Article by Dotan Hammer
The New York State legislature has passed updates to the state’s breach notification law, expanding the scope of “private information” protected under the law to include biometric information, email addresses, and their corresponding passwords or security questions and answers, and protected health information. It broadens the definition of a notifiable data breach to include unauthorized access to private information and applies the notification requirement to any person or entity with the private information of a New York resident, not just to those that conduct business in New York.
The law also creates reasonable data security requirements tailored to the size of a business, in accordance with high-level requirements enumerated in the new law aimed at verifying an organization’s safeguarding of private information.

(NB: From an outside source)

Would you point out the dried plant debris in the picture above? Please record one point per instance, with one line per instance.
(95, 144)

The Governor of the State of Maine has signed into law an act that prohibits a provider of broadband Internet access from using, disclosing, selling or permitting access to customer personal information unless the customer expressly consents to that use, disclosure, sale or access. The ban covers customer information such as web browsing history, application usage history, geolocation information, and device identifiers – all of which are types of data that are often used to target consumers with ads.
The new law also prohibits broadband providers from refusing to serve a customer, charging a customer a penalty or offering a customer a discount if the customer does or does not consent to the use, disclosure, sale or access. The act also requires providers to take reasonable measures to protect customer personal information from unauthorized use, disclosure, sale or access.
The law’s restrictions on using consumers’ personal information are likely to be challenged on constitutional grounds. The law appears to be inconsistent with a federal law enacted by the Trump administration in 2017 which in itself repealed the Obama administrations’ restrictions on broadband providers from monetizing consumer’s personal information.